The proposed system, which would see EU citizens receive two ballot sheets during European elections - one for national candidates and one for EU-wide ones - now needs to win the majority support of MEPs during a full sitting of the house this June, as well as the backing of national governments.

"The proposals ... if passed ... will transform the elections to the European Parliament. They will create a European dimension to the campaign that has never been there before," Duff told journalists after the committee meeting.

"They will personalise the election campaign because there will be characters that will be up for trans-national support," he added.

The EU-wide list would have to feature candidates from at least one third of EU member states, with a new mathematical formula on how to distribute MEPs yet to be determined.

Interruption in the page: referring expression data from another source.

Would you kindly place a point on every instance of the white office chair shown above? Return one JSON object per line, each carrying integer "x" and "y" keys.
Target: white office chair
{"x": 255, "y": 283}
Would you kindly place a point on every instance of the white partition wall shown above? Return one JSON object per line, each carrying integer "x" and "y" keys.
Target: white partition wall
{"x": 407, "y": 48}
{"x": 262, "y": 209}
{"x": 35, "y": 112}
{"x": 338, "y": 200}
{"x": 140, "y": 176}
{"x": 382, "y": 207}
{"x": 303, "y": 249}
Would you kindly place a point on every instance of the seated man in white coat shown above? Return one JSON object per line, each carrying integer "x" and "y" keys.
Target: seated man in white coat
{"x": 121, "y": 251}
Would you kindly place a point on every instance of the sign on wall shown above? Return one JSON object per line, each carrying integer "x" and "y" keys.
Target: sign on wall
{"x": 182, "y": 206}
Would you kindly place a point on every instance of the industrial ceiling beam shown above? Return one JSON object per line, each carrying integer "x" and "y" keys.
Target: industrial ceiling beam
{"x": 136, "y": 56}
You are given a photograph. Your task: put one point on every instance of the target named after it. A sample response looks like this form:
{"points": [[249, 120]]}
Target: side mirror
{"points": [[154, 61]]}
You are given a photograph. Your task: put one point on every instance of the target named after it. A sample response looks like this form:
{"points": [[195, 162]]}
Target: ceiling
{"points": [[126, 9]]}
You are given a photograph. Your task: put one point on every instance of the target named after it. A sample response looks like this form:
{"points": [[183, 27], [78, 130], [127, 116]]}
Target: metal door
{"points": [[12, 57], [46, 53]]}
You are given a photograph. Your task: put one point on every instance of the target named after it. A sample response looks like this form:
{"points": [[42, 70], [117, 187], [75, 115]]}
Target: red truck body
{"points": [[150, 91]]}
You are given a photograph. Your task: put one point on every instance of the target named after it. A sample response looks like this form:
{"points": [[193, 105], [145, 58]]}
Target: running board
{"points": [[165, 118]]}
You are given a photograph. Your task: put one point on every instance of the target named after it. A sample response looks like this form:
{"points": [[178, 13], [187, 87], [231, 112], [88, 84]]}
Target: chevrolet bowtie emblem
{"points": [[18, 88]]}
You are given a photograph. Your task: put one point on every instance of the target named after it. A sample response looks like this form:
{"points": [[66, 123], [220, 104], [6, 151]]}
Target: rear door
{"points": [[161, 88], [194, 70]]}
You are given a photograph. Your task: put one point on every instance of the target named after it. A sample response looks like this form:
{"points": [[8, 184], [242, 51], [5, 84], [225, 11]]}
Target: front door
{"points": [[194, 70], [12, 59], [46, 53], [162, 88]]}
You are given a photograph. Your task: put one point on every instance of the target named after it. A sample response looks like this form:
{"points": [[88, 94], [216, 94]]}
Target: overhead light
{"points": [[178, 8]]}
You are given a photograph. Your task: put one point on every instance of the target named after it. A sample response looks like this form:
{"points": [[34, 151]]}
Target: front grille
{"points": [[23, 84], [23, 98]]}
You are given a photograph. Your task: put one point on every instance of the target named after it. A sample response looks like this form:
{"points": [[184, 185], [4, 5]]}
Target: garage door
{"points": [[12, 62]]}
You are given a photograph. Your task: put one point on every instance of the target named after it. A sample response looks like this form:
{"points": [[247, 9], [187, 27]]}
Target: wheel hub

"Above all, it will force these European political parties that we have had for years ... to become full-scale campaigning organisations, competing with ideologies and policies," Duff said.

"It's an important step forward for post-national democracy."

This last point is exactly what some politicians fear, seeing the pan-European initiative as a further undermining of the nation state in favour of an 'ever greater union', with the four MEPs voting against the report all from Britain, according to Duff.

The island nation has traditionally been seen as a more reluctant member of the EU.

"I am confident that the British government would veto this proposal if it ever came to the European Council," Conservative UK MEP Ashley Fox said in a statement. "I cannot remember a single person on the doorstep who has told me they would ever support such a move."

Elect Barroso's successor?

With several of the report's proposals requiring an EU Treaty change, an intergovernmental conference and ratification in each EU member state, Duff conceded that it would be a tough challenge to have the plans adopted.

But with critics frequently complaining about a lack of democratic accountability in the EU, the Liberal MEP believes the plan could also enable EU citizens to have a greater say over the next president of the European Commission, rather than the current behind-the-scenes negotiation that saw Jose Manuel Barroso and his predecessors secure the post.

The proposal is not specifically mentioned in Tuesday's report, but Duff believes European political parties would be willing to identify one person on the EU-wide MEP list as their preferred choice for the top commission post.

The highest placed MEP on the EU-wide list, who also enjoyed party support, would take the commission job in 2014, with members of the constitutional affairs committee also calling for a better alignment between parliamentary and commission terms.

"It all sharpens the politics of the [European] election campaign," said Duff.